Soon, I started getting bug bites on my ankles and lower legs. If I had connected the dots, er bites, it would have looked like a cardiac monitor screen at the E.R. There were as many as a dozen on each leg, ugly red spots which itched like crazy, but, I didn’t scratch them, lest I cause an infection. Instead I put my fingers to good use, to Google like crazy, in an effort to find out what they were … and, maybe, if they liked cornmeal, I’d put some out for them. The flea bite images seemed to match my spots, but I don’t have a dog or cat, and canaries don’t have fleas. Well, back to the drawing board.

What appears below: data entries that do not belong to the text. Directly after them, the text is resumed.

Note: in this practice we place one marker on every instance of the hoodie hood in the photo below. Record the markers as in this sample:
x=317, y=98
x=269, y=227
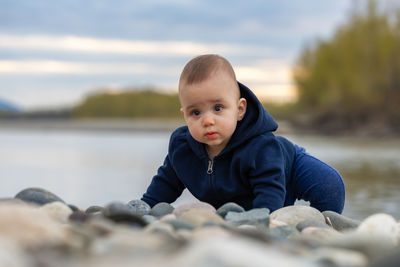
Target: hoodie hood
x=256, y=121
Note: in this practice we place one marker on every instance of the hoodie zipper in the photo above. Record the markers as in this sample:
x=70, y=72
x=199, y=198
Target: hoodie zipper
x=210, y=166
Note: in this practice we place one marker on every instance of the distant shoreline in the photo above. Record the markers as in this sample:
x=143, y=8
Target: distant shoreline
x=115, y=125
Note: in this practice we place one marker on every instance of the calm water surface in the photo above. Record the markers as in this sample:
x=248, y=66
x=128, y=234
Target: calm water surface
x=93, y=168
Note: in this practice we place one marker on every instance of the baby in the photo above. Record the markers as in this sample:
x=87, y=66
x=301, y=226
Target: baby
x=228, y=153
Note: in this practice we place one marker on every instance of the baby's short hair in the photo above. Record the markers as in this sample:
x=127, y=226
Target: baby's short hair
x=201, y=67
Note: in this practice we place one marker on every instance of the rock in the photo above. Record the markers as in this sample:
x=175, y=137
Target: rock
x=58, y=211
x=373, y=246
x=284, y=231
x=199, y=217
x=161, y=209
x=73, y=207
x=160, y=227
x=276, y=223
x=389, y=259
x=340, y=222
x=79, y=216
x=168, y=217
x=257, y=217
x=121, y=213
x=223, y=251
x=230, y=206
x=139, y=207
x=310, y=223
x=194, y=205
x=94, y=209
x=319, y=234
x=12, y=255
x=11, y=200
x=38, y=196
x=294, y=214
x=29, y=226
x=149, y=218
x=180, y=224
x=339, y=257
x=382, y=225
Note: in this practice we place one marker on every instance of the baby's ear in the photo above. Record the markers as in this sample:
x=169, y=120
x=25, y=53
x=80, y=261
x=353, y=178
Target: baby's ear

I spent hours researching those pesky pests and finally gave up on it. I figure they are some weirdo bugs with a foot fetish that feast on the only patches of skin that are bare, since I wear Capri-length pants while I am working here at the kitchen table all day, and, of course, I can see if they land on my arms. Michael Phelps isn’t the only one with unusual spots on his body, but, now his are faded, but mine are not, and, if the bug bites weren’t bad enough, one of the little buggers caused a blister on my ankle. A big blister. That blister has morphed into the size of a silver dollar and is an inch high.
So, believe me, if I didn’t like bugs before, I like them even less now.
As we near the end of August, along come the dreaded, near-invisible spider webs stretching into thin air, across driveways, around bushes and over doors. As the days grow shorter and we creep toward Fall, the incidences are more frequent, and, it is especially worrisome (to me anyway) on those gray and foggy morns. Many times I’ve walked out in the morning and a web will settle onto me in a sticky cloak, and, then I must wave my hands madly in the air, to bat it as far away as possible. I also hate going out in the backyard, and watching those gargantuan garden spiders, suspended on thick, but intricate, webs, with their striped bodies fat from a season of gobbling every insect within reach. Ugh!
In the aftermath of four rainfalls yesterday, as I walked down Emmons Boulevard this morning, it was muggy and buggy as well. I walked right into a web … it was wide and stretched across the entire sidewalk and hooked onto a big tree branch. I may not have seen it, but I surely felt it. If someone would have passed me on the sidewalk, I would have cried out “quick … check me out, are there any spiders crawling in my hair, or on my face?” But, it was Sunday morning, after all, and the neighborhoods were quiet.
I made that four miles in less time than usual, eager to get home and look in the mirror, and hoping a pregnant bug of any kind didn’t hitch onto my britches.
Why didn’t God leave the bugs behind when he was loading up the ark?
Today’s blog post photo of the grasshopper comes from my friend Leslie Wallace. She always has her phone/camera handy where she walks amongst the flora and fauna and frogs (and bugs) without fear.